Denn erscheinen nicht längst die Berichte der schikanierten Kassiererinnen und Sekretärinnen von ihnen selbst verfasst? Manchmal werden sie mit Hilfe eines Journalisten geschrieben, wie bei den von Fernsehproduktionsfirmen ausgebeuteten Teilnehmern von Castingshows oder die Berichte über die mal kriminellen und mal politischen Karrieren der Migranten in Deutschland. „Wallraffa“, wie die Schweden sagen, wäre dorthin zu gehen, wo die Kreise sich dem Einblick verschließen oder nicht zu Sprache zu bringen vermögen, wie ihnen geschieht.

Diese Voraussetzung nicht allein fehlt bei Wallraffs neuem Buch, wie schon an vielen anderen Stellen festgestellt wurde, schlimmer ist, dass Wallraff sprachlich nicht in der Lage scheint, in seinen Reportagen irgendetwas anderes auszudrücken als Empörung. Ihm fehlen im Grunde alle sprachlichen Mittel der Darstellung und Analyse. Vielleicht erschienen Wallraff aber Stilmittel als Verrat an der guten Sache?

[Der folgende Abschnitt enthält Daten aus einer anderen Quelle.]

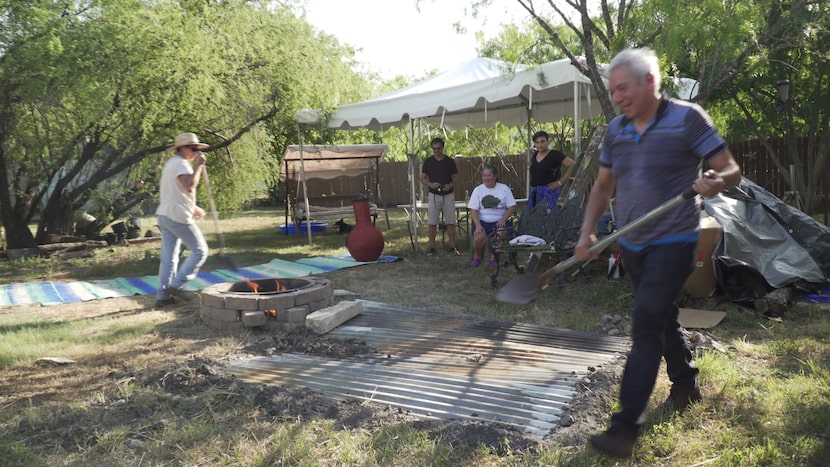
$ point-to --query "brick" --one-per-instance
(252, 319)
(323, 321)
(277, 302)
(215, 301)
(242, 302)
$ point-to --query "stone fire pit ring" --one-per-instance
(232, 306)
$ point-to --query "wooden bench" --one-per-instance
(559, 228)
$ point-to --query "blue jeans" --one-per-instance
(173, 234)
(658, 274)
(541, 193)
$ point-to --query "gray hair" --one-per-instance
(641, 61)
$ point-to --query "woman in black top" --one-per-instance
(545, 172)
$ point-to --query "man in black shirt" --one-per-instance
(438, 174)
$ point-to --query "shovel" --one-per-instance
(526, 287)
(226, 261)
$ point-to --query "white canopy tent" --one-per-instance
(478, 93)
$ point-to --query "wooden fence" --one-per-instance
(394, 181)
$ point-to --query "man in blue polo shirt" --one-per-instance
(656, 149)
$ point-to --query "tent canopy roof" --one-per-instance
(478, 93)
(328, 162)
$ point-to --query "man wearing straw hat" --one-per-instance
(176, 215)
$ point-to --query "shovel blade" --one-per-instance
(521, 290)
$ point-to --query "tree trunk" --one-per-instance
(56, 219)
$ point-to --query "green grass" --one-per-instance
(766, 397)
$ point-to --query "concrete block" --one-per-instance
(291, 327)
(220, 314)
(296, 314)
(251, 319)
(323, 321)
(315, 294)
(342, 294)
(320, 304)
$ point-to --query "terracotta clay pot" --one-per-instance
(365, 241)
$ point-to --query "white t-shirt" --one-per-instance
(174, 202)
(491, 203)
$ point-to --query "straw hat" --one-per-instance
(187, 139)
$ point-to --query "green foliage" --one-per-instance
(94, 92)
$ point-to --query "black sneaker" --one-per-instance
(181, 294)
(615, 441)
(681, 398)
(163, 302)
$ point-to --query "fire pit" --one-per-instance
(272, 304)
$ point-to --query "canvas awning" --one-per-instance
(328, 162)
(479, 93)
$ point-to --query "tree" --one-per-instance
(734, 49)
(94, 92)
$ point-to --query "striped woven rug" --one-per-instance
(54, 293)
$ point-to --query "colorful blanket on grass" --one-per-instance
(54, 293)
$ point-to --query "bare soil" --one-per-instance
(183, 360)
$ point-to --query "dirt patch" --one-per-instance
(170, 375)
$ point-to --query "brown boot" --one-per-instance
(616, 441)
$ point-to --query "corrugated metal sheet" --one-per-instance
(446, 366)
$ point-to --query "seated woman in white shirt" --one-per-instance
(490, 205)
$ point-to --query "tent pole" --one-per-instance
(529, 154)
(577, 145)
(305, 188)
(413, 219)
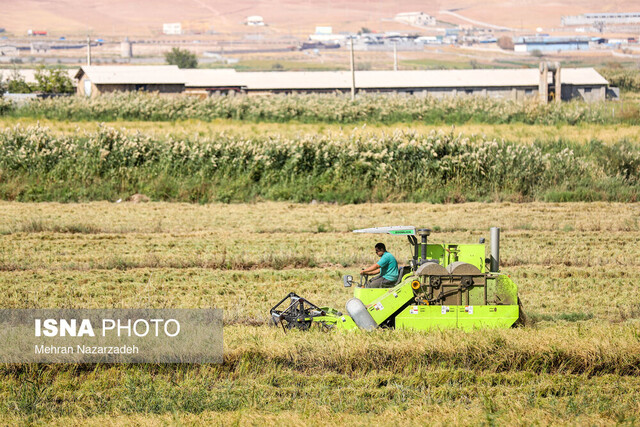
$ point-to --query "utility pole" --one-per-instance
(353, 74)
(88, 50)
(395, 56)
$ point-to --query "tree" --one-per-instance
(53, 80)
(182, 58)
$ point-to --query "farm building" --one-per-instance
(602, 19)
(514, 84)
(94, 80)
(551, 44)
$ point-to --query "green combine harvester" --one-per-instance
(443, 286)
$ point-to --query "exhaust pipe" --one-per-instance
(495, 250)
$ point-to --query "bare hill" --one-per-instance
(295, 17)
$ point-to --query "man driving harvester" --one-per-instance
(387, 267)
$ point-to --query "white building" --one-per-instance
(172, 29)
(416, 18)
(255, 21)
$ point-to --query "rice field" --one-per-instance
(575, 362)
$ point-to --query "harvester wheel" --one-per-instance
(522, 319)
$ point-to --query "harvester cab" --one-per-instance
(443, 285)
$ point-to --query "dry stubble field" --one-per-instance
(577, 361)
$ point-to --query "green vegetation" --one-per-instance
(369, 108)
(39, 165)
(48, 80)
(53, 80)
(576, 361)
(183, 58)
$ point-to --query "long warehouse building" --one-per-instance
(514, 84)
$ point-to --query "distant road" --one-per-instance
(473, 21)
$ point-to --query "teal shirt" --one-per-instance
(388, 267)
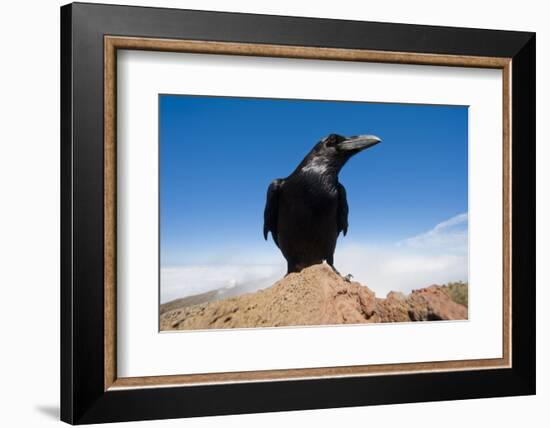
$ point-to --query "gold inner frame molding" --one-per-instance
(113, 43)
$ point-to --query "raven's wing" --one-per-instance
(342, 210)
(271, 211)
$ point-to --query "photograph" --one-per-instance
(297, 212)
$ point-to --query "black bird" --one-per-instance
(306, 211)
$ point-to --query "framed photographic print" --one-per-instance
(265, 213)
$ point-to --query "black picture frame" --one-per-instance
(83, 396)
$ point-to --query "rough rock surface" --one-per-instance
(315, 296)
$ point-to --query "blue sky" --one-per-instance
(218, 155)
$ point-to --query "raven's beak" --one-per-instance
(358, 143)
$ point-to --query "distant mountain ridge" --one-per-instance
(314, 296)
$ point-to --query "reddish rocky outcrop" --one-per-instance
(315, 296)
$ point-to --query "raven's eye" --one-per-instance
(331, 141)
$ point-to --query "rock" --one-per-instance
(314, 296)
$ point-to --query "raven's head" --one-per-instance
(331, 153)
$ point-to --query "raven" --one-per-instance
(306, 211)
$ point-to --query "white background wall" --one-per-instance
(29, 214)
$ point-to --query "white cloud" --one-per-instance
(184, 281)
(449, 235)
(437, 256)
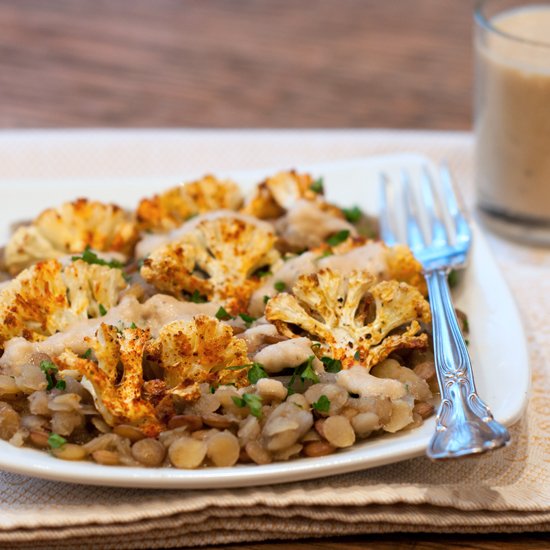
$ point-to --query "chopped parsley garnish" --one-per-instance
(50, 370)
(197, 297)
(332, 365)
(338, 238)
(252, 401)
(256, 372)
(263, 272)
(91, 257)
(222, 315)
(280, 286)
(325, 254)
(452, 278)
(322, 404)
(305, 371)
(55, 441)
(353, 214)
(248, 320)
(318, 186)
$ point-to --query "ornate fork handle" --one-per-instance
(465, 424)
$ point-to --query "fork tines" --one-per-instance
(421, 209)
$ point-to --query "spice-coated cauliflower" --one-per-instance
(68, 229)
(117, 401)
(47, 298)
(201, 350)
(217, 260)
(387, 262)
(170, 209)
(352, 317)
(277, 194)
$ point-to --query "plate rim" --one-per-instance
(279, 472)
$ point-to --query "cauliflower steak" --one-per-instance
(69, 229)
(218, 260)
(170, 209)
(352, 317)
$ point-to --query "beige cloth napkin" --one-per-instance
(507, 491)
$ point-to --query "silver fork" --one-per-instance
(465, 424)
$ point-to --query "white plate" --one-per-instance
(502, 372)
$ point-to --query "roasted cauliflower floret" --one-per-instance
(197, 351)
(47, 298)
(118, 401)
(217, 260)
(92, 289)
(34, 304)
(351, 317)
(69, 229)
(277, 194)
(170, 209)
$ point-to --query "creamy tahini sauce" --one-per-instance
(513, 114)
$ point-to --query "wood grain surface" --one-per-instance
(235, 63)
(245, 63)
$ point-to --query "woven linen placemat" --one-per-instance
(506, 491)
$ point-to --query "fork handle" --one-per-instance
(465, 424)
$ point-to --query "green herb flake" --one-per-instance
(452, 278)
(248, 320)
(322, 404)
(353, 214)
(338, 238)
(50, 370)
(91, 257)
(263, 272)
(280, 286)
(240, 367)
(318, 186)
(222, 315)
(252, 401)
(256, 372)
(55, 441)
(305, 371)
(197, 298)
(331, 365)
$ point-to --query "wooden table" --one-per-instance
(244, 63)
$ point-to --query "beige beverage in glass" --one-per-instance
(512, 117)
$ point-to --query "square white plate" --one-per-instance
(502, 372)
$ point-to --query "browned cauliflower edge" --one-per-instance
(47, 298)
(118, 401)
(69, 229)
(170, 209)
(218, 260)
(202, 350)
(352, 317)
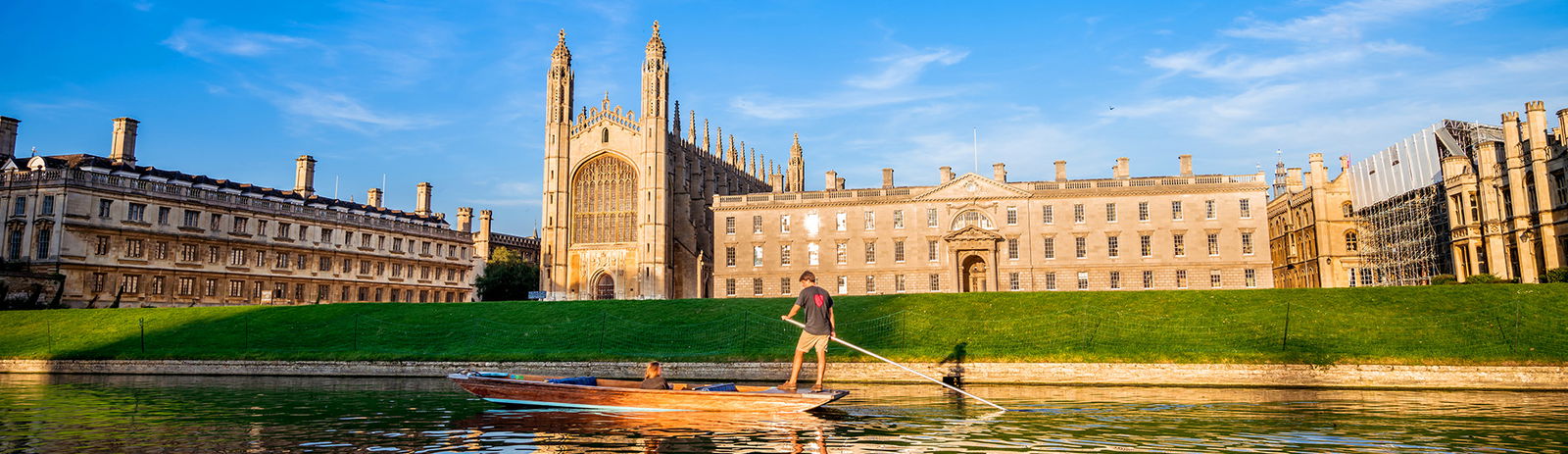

Wer wie Wallraff glaubt, dass er nur unmittelbar einen Eindruck gewinnen kann, der muss über die Hilfsmittel verfügen, die ihm diesen Eindruck verschaffen. Bedauerlich nicht nur für die Leser, dass er dann meint, beim Ausdruck auf alle sprachlichen Darstellungsmittel verzichten zu können.